International medical graduates (IMGs) face additional methodological limitations. While Thalamus builds with a focus of and commitment to product inclusivity and has expanded transcript coverage for all medical schools (including international medical schools) for the 2026 ERAS season, broadening coverage of international medical schools continues to face limitations (listed below).
The population of this study included international medical schools with applicants that met the frequency threshold described in the methods section. The current implementation emphasizes accuracy and thus the focus is on schools where accurate results could be provided with high confidence. As there are thousands of medical schools globally, additional work is being done to incorporate more schools as the project expands. This is why we include the “View Transcript” link next to any grade we cannot aggregate, display or normalize. We strongly encourage program directors to consider all applicants holistically, including those whose transcripts we are unable to normalize due to factors outside of the student’s control.
These limitations may include
- International medical schools often reflect even greater diversity in grading schema due to differing lengths of programs, non-standardized curricula, and variations in course content across years.
- IMG transcripts are more likely to have lower resolution (e.g. low-quality photocopies, background distorting grade visibility, or hand-written transcripts that are hard to read by the human eye), unconventional orientations (such as diagonal or upside-down scans), and language translation issues, which can result in errors, misinterpretations and non-standard processing from students applying from the same school during the same academic year.

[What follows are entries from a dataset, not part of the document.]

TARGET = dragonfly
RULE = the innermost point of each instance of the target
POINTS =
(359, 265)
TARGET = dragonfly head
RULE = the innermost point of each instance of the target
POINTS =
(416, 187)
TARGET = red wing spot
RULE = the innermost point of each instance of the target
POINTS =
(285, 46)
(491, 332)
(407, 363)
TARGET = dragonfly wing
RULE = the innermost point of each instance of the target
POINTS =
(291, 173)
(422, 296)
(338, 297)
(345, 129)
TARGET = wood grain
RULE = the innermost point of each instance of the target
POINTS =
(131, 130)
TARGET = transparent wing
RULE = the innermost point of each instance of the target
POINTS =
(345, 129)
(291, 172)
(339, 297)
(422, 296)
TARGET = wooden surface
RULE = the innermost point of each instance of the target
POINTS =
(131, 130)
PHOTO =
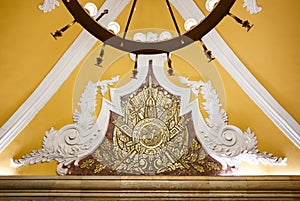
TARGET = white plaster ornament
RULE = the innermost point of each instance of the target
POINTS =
(226, 143)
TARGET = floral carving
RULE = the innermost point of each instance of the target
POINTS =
(227, 143)
(74, 141)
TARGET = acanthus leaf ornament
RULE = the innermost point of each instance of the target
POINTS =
(74, 141)
(148, 124)
(227, 143)
(48, 5)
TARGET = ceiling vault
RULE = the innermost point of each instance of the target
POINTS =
(188, 9)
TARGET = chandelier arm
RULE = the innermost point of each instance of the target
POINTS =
(100, 32)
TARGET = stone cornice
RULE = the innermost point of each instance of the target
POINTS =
(150, 187)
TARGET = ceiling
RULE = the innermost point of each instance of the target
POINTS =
(28, 53)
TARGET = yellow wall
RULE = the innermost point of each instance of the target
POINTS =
(28, 53)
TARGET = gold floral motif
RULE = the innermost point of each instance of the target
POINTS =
(87, 164)
(151, 137)
(212, 166)
(99, 168)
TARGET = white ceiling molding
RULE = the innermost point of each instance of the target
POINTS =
(73, 142)
(231, 63)
(56, 77)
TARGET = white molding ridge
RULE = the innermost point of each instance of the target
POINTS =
(238, 71)
(56, 77)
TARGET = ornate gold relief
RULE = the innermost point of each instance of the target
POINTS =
(150, 135)
(150, 139)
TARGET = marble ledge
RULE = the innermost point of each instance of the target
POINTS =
(150, 187)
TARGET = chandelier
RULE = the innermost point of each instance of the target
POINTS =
(86, 17)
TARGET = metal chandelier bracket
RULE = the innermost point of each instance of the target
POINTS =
(195, 34)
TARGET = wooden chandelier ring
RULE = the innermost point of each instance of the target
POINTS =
(195, 34)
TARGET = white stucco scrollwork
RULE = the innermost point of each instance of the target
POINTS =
(251, 6)
(74, 141)
(48, 5)
(227, 143)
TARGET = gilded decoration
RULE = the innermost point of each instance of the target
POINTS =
(150, 139)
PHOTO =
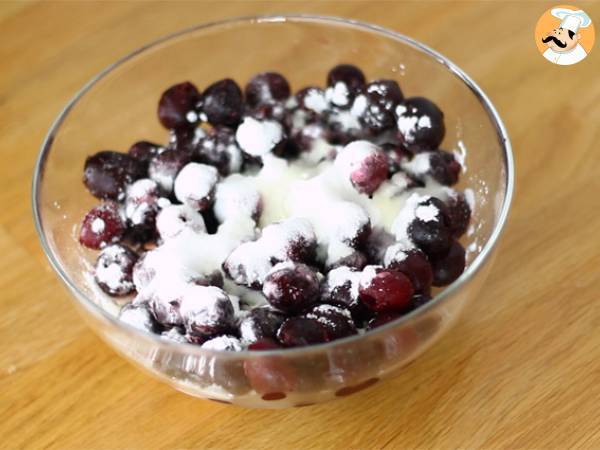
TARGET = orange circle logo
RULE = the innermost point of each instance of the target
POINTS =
(565, 35)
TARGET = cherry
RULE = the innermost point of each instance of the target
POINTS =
(219, 149)
(370, 173)
(107, 174)
(206, 311)
(373, 114)
(291, 287)
(174, 219)
(421, 124)
(448, 267)
(337, 321)
(114, 268)
(433, 235)
(261, 323)
(102, 225)
(414, 264)
(138, 316)
(177, 106)
(265, 88)
(459, 214)
(388, 290)
(141, 207)
(301, 331)
(144, 151)
(222, 103)
(355, 260)
(348, 74)
(386, 93)
(195, 185)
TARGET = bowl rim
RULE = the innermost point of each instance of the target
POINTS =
(156, 339)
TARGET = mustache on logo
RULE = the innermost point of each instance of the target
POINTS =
(555, 40)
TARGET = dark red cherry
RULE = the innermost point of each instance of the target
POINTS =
(107, 174)
(301, 331)
(421, 124)
(265, 88)
(414, 264)
(114, 268)
(388, 290)
(101, 226)
(222, 103)
(459, 214)
(448, 267)
(348, 74)
(144, 151)
(291, 287)
(177, 106)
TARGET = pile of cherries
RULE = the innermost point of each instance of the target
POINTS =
(376, 284)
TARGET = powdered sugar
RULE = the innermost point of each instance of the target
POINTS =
(419, 165)
(258, 138)
(315, 100)
(236, 195)
(195, 184)
(427, 213)
(173, 219)
(223, 343)
(338, 94)
(98, 225)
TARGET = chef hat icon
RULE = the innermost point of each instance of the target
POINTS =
(572, 20)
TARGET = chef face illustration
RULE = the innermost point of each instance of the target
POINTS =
(563, 42)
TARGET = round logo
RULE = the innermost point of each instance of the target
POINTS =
(565, 35)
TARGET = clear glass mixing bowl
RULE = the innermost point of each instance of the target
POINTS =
(118, 107)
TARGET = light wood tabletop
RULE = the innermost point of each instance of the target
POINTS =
(521, 368)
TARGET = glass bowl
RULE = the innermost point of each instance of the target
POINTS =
(118, 107)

- IMGs are also more likely to be reapplicants who graduated several years ago—sometimes even 5 to 10 years prior—compared to U.S. graduates, who are typically upcoming or more recent graduates. This discrepancy means that statistically speaking, fewer transcripts from IMGs will be available for any given academic year, leading to smaller sample sizes which will result in smaller grade distributions or no distribution at all if falling below the minimal threshold value described above.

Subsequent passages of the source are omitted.